People also will be allowed to opt out if they do not want to register
to vote.

“We must protect the sanctity of our election process, and we thank the bill sponsors and stakeholders who worked with us on this piece of legislation,” Rauner spokeswoman Eleni Demertzis said. Although she said Rauner planned to sign the measure, she was unable to say when.

Rauner vetoed a similar measure last year, saying he was concerned about the potential for vote fraud and conflicts with federal law. A veto override failed by four votes in the House after passing the Senate.

The Illinois State Legislature on May 31 gave final agreements to the revised bill. Passage in both the House and Senate was unanimous.
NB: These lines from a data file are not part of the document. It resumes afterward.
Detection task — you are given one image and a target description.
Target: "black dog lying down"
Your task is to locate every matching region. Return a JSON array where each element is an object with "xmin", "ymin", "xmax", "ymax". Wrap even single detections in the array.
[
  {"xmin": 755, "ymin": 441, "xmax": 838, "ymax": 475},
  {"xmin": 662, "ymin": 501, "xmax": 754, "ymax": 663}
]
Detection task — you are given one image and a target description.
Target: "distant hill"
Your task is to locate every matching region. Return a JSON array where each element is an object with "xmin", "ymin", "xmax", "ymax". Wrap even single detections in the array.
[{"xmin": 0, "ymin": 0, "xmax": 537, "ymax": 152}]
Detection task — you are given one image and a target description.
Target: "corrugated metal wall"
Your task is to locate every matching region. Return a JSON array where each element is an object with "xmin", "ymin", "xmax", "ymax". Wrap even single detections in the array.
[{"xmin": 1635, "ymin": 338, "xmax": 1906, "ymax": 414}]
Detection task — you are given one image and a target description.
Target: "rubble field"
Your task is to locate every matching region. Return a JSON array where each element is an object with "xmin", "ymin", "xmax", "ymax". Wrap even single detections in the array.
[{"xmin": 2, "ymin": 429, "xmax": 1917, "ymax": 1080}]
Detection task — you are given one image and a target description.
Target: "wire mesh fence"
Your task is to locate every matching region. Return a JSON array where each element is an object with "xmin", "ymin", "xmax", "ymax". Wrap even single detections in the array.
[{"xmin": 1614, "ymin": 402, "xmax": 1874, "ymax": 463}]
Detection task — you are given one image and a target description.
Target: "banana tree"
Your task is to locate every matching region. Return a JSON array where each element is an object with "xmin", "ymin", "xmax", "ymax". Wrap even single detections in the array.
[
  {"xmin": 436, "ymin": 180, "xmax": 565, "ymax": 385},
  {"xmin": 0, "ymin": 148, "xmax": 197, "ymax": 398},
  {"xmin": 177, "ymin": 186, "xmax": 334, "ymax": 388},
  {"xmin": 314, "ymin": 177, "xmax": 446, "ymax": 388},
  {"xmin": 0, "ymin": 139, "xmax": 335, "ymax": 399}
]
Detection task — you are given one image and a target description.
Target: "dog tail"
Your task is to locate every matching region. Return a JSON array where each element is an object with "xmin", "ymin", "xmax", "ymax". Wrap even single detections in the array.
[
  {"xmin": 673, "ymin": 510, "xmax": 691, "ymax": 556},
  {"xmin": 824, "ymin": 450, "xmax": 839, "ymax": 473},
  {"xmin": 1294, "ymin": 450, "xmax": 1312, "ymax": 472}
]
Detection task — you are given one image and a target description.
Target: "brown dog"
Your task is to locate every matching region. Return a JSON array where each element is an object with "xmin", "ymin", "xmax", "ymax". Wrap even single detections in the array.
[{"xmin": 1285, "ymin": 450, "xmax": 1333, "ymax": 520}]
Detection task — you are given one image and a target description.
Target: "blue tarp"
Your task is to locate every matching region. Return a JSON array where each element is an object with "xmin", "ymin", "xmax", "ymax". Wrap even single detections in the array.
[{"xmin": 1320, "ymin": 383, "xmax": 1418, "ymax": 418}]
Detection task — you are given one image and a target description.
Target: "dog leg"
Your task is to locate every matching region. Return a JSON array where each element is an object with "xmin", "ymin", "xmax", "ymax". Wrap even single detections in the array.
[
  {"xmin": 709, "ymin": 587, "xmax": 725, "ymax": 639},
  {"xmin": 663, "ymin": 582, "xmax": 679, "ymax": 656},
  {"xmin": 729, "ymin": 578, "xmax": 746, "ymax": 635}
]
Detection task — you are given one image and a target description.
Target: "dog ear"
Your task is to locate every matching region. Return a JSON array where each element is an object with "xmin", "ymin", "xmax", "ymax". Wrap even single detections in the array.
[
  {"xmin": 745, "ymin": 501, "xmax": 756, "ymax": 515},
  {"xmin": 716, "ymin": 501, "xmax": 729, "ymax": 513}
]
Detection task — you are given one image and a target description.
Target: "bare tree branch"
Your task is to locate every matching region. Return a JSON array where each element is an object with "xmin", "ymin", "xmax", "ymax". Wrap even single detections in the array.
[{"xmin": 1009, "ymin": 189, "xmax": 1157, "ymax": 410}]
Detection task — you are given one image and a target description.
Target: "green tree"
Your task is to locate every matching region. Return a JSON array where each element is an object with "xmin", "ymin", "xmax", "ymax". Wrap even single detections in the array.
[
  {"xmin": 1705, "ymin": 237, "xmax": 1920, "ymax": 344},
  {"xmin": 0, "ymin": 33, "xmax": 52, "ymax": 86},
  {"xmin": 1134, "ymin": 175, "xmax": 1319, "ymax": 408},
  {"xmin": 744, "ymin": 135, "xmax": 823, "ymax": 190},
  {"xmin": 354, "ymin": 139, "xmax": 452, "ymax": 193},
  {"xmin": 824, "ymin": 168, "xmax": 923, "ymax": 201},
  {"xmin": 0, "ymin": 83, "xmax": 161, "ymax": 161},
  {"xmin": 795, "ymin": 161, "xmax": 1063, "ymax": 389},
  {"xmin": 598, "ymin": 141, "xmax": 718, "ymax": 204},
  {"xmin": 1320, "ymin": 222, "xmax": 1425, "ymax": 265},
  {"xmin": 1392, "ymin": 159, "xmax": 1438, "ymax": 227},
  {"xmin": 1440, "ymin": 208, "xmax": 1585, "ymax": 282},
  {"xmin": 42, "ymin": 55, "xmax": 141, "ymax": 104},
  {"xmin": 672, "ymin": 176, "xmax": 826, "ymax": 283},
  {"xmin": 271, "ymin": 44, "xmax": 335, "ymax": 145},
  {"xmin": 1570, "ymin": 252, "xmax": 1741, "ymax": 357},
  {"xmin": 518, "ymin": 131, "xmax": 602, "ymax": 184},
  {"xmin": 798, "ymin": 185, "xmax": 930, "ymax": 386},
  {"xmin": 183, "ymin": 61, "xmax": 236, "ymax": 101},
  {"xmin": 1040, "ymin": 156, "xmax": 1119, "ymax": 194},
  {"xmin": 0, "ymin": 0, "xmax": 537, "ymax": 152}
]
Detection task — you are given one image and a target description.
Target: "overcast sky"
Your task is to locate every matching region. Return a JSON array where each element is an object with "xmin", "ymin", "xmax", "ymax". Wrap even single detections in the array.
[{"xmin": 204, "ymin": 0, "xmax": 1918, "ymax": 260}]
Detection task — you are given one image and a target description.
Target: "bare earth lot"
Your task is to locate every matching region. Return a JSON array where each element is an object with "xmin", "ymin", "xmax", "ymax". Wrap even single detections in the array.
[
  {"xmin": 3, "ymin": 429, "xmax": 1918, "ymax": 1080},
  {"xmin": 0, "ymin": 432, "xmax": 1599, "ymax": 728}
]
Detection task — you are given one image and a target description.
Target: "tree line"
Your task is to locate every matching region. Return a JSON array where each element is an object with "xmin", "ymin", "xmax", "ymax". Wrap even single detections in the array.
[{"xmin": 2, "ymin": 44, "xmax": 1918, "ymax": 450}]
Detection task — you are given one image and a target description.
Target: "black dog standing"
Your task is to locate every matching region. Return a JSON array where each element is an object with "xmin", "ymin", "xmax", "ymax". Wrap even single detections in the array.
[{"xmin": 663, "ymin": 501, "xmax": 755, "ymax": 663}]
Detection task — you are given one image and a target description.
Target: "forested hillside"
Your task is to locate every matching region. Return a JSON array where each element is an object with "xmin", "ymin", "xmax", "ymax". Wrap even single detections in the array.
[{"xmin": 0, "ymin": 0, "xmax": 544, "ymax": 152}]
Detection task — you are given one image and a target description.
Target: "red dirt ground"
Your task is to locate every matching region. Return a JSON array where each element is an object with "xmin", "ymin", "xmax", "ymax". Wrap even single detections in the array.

In addition to registering voters at Department of Motor Vehicles facilities operated by the Secretary of State’s office, the bill would expand the registration system to allow individuals to register to vote whenever they conduct business or interact with the State’s Department of Human Services, Department of Healthcare and Family Services, Department of Employment Security, and Department on Aging.

The opt-out provision is new.

Current Illinois voter registration is “opt in,” with employees at these sites asking citizens seeking services if they would like to register to vote or update voter registration rather than having their updated information automatically shared for voter registration purposes.

State Rep. Melissa Conyears-Ervin (D-10th) was among the bill’s sponsors. “Making voting easy and straightforward for all citizens in Illinois is critically important for ensuring we have strong civic engagement in our state and national politics,” she said. The bill “erases one of the biggest barriers for busy, hardworking families in my community. All people in Illinois deserve the opportunity to fully express their right to shape our democracy.

This is one more victory on the path to ensuring all Illinoisans have an unimpeded ability to participate in our democracy.”

“It is great for Illinois,” said Little Village State Rep. Sylvana Tabares (D-21st). “I want to make it easier for people to vote. Everyone should have a voice.”

A coalition of groups that formed Just Democracy Illinois said in a statement it thanked Rauner for his promise to sign the bill. It urged signing without delay to give agencies enough time to implement the bill before the next election.

Cook County Clerk David Orr also expressed his thanks to the lawmakers. He has been active in Just Democracy. Others involved in the group include AARP, the Better Government Association, Illinois Public Interest Research Group, Common Cause, the NAACP, and several unions.

Tabares said Illinois would be the ninth state to implement AVR.